The Social Triangle (Henry)

From Wikisum
Disclaimer: This summary was generated by AI, so it may contain errors.
The Social Triangle
Summary of the Short Story
from the Collection «The Trimmed Lamp»
Microsummary: A poor tailor's apprentice, a powerful district leader, and a wealthy philanthropist each found happiness and fulfillment by shaking hands with someone they admired, forming a social triangle.

Ikey Snigglefritz, a tailor's apprentice, worked long hours in a sweatshop. One day, after receiving his meager wages, he decided to spend it all on a night out. He went to a popular café where he met Billy McMahan, a powerful district leader. Ikey was in awe of Billy and impulsively invited him and his friends for a drink.

Ikey Snigglefritz — tailor's apprentice; poor, squalid, and admires the district leader.
Billy McMahan — district leader; influential, wealthy, and admires the wealthy philanthropist.

They all accepted, and Ikey spent all his money on the expensive wine. When he returned home, his family was furious with him for wasting his wages, but Ikey was ecstatic because he had shaken hands with Billy McMahan.

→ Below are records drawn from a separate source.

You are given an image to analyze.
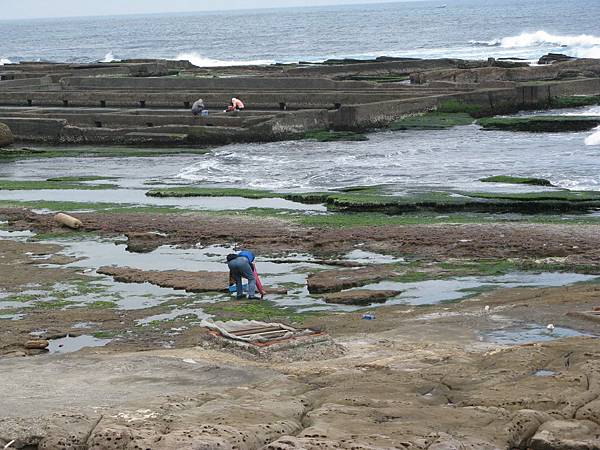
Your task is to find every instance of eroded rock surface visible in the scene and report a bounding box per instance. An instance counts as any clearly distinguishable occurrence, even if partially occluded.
[308,265,402,294]
[98,266,229,292]
[324,289,402,305]
[0,123,15,148]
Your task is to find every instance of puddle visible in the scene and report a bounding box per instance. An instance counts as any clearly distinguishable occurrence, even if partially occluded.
[344,249,405,264]
[48,239,323,275]
[360,272,598,305]
[72,322,99,329]
[48,335,112,353]
[0,314,25,320]
[0,228,35,241]
[0,189,327,212]
[482,323,593,345]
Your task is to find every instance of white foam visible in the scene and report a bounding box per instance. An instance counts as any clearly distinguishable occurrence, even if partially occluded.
[572,45,600,59]
[585,127,600,145]
[100,52,121,62]
[500,31,600,48]
[175,52,275,67]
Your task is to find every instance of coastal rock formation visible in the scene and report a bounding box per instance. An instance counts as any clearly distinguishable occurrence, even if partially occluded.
[308,265,401,298]
[98,266,229,292]
[538,53,577,64]
[325,289,402,306]
[0,123,15,148]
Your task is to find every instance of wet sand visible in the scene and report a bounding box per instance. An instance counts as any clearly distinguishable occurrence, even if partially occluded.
[0,210,600,449]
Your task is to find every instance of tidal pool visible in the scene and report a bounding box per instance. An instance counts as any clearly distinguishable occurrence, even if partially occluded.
[0,118,600,198]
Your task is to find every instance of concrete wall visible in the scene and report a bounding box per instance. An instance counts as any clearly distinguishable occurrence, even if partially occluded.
[0,91,413,110]
[332,96,439,130]
[2,117,67,143]
[61,77,372,90]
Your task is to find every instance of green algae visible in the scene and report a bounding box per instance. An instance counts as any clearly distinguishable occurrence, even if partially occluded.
[550,95,600,108]
[46,175,117,183]
[203,300,320,324]
[477,116,600,133]
[479,175,552,186]
[389,111,475,131]
[463,190,600,202]
[0,147,210,161]
[0,180,116,191]
[303,130,369,142]
[146,186,284,199]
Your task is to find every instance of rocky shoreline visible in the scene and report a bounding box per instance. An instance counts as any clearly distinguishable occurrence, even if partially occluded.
[0,203,600,449]
[0,53,600,147]
[0,55,600,450]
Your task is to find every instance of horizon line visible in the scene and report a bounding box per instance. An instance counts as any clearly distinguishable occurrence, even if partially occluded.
[0,0,432,23]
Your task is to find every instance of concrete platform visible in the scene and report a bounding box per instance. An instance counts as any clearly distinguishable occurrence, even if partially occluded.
[0,59,600,146]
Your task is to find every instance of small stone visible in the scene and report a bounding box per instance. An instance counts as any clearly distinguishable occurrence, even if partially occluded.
[25,339,50,350]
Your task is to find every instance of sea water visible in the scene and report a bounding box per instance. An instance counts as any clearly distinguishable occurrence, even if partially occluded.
[0,0,600,66]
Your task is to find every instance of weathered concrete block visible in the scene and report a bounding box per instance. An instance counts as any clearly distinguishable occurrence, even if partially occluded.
[0,123,15,148]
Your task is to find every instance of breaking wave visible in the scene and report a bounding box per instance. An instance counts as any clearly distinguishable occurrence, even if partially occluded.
[585,127,600,145]
[100,52,121,62]
[175,52,275,67]
[500,31,600,48]
[469,31,600,58]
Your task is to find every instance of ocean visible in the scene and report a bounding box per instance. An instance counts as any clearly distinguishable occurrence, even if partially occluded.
[0,0,600,66]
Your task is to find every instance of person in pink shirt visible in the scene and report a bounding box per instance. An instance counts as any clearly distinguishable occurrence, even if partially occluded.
[225,97,246,112]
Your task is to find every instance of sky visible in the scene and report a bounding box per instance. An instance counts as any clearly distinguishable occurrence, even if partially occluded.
[0,0,418,20]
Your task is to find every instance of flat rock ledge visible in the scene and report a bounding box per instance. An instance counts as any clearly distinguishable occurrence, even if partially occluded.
[308,265,402,294]
[0,123,15,148]
[98,266,229,293]
[98,266,287,295]
[324,289,402,306]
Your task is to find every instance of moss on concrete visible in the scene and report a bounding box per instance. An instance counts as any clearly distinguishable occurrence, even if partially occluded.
[303,130,369,142]
[479,175,552,186]
[0,147,210,161]
[390,112,475,131]
[477,116,600,133]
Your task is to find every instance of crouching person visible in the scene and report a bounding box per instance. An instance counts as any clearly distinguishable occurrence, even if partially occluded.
[227,250,263,300]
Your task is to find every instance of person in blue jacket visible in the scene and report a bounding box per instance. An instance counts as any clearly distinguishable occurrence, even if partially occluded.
[227,250,258,300]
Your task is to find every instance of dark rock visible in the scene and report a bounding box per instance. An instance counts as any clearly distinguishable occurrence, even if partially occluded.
[25,339,50,350]
[0,123,15,148]
[98,266,229,292]
[308,265,401,294]
[538,53,577,64]
[126,232,165,253]
[325,289,402,306]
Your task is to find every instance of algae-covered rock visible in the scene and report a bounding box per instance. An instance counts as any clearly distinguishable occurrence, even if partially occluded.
[325,289,402,306]
[477,116,600,133]
[390,111,475,131]
[0,123,15,148]
[479,175,552,186]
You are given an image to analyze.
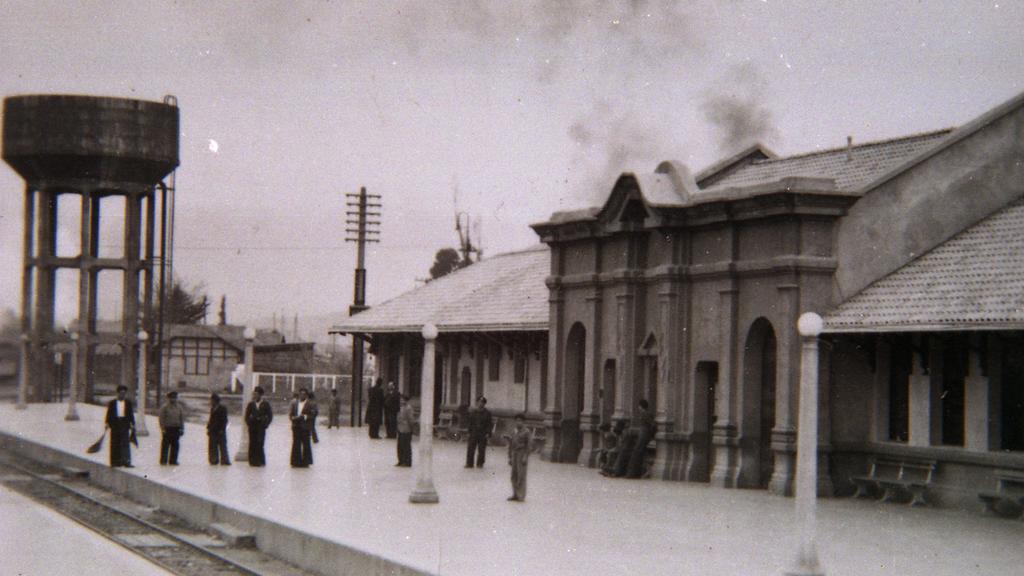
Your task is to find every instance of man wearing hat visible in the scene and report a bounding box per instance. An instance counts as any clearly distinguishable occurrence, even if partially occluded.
[160,390,185,466]
[466,396,495,468]
[104,386,135,468]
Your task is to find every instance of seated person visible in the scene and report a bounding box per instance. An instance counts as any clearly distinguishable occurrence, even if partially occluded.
[597,420,626,476]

Have a drink with me, Billy, you and your friends?

Billy McMahan, despite his success and power, felt unfulfilled. He longed to be part of the elite society and one day, he boldly approached Cortlandt Van Duyckink, a wealthy and influential man, at a fancy restaurant. Billy introduced himself and offered to help with Van Duyckink's plans to improve the lives of the poor in his district. Van Duyckink accepted his offer and they shook hands. Billy was overjoyed, feeling that he had finally made a connection with the upper class.

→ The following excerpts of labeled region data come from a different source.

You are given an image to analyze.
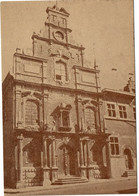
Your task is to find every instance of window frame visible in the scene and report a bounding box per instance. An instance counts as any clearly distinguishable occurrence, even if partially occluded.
[55,61,68,82]
[24,99,40,127]
[84,106,96,129]
[106,102,117,118]
[118,104,128,120]
[109,135,120,157]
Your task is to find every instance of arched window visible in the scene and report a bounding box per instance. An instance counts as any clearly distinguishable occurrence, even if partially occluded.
[55,62,67,81]
[25,100,39,125]
[85,108,96,128]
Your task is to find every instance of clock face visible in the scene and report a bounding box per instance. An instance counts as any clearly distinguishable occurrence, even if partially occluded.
[54,31,64,41]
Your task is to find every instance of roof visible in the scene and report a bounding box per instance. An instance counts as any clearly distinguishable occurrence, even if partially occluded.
[102,88,135,97]
[46,5,70,16]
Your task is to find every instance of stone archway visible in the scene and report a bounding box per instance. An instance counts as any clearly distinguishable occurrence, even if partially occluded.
[57,144,75,176]
[124,148,134,170]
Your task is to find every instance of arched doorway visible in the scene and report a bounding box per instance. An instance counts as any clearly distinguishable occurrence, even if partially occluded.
[57,145,75,176]
[124,149,133,169]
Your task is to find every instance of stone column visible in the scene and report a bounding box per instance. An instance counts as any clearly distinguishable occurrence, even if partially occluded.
[80,139,86,178]
[43,93,48,128]
[43,137,51,187]
[80,140,84,166]
[84,140,87,166]
[51,138,58,183]
[15,89,22,128]
[105,139,112,178]
[16,134,24,188]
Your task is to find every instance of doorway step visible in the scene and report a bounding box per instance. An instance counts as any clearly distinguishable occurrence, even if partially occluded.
[122,170,137,177]
[53,176,88,185]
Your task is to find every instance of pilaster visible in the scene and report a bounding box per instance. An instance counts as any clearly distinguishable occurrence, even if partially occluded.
[16,134,24,188]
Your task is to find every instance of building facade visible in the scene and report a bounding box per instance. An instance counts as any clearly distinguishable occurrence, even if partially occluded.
[102,78,136,178]
[3,6,136,188]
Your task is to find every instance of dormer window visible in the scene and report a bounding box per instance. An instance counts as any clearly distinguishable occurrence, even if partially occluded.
[54,103,71,131]
[55,62,67,81]
[25,100,39,126]
[85,107,96,129]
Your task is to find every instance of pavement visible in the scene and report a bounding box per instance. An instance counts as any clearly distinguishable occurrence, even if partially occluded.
[4,177,137,196]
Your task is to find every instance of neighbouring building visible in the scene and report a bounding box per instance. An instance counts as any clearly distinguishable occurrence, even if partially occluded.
[3,6,136,188]
[102,78,136,178]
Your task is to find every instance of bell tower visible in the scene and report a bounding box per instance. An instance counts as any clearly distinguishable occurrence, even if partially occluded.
[45,5,71,43]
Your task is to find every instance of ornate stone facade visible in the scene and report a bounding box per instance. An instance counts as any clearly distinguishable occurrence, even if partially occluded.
[3,6,136,188]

Cortlandt Van Duyckink — wealthy philanthropist; serious, compassionate, and interested in helping the poor.

It pleases me to have become acquainted with you.

Cortlandt Van Duyckink, accompanied by his friend Constance Schuyler, drove through the impoverished streets in his luxurious car, discussing his plans to help the poor. He stopped in front of a dilapidated building and met Ikey Snigglefritz, who was leaving the building. Van Duyckink, moved by the young man's unfortunate circumstances, shook his hand and promised to help him and others like him.

I want to know you people. I am going to help you as much as I can. We shall be friends.

As he drove away, Van Duyckink felt a sense of happiness and fulfillment, having made a connection with someone from the lower class.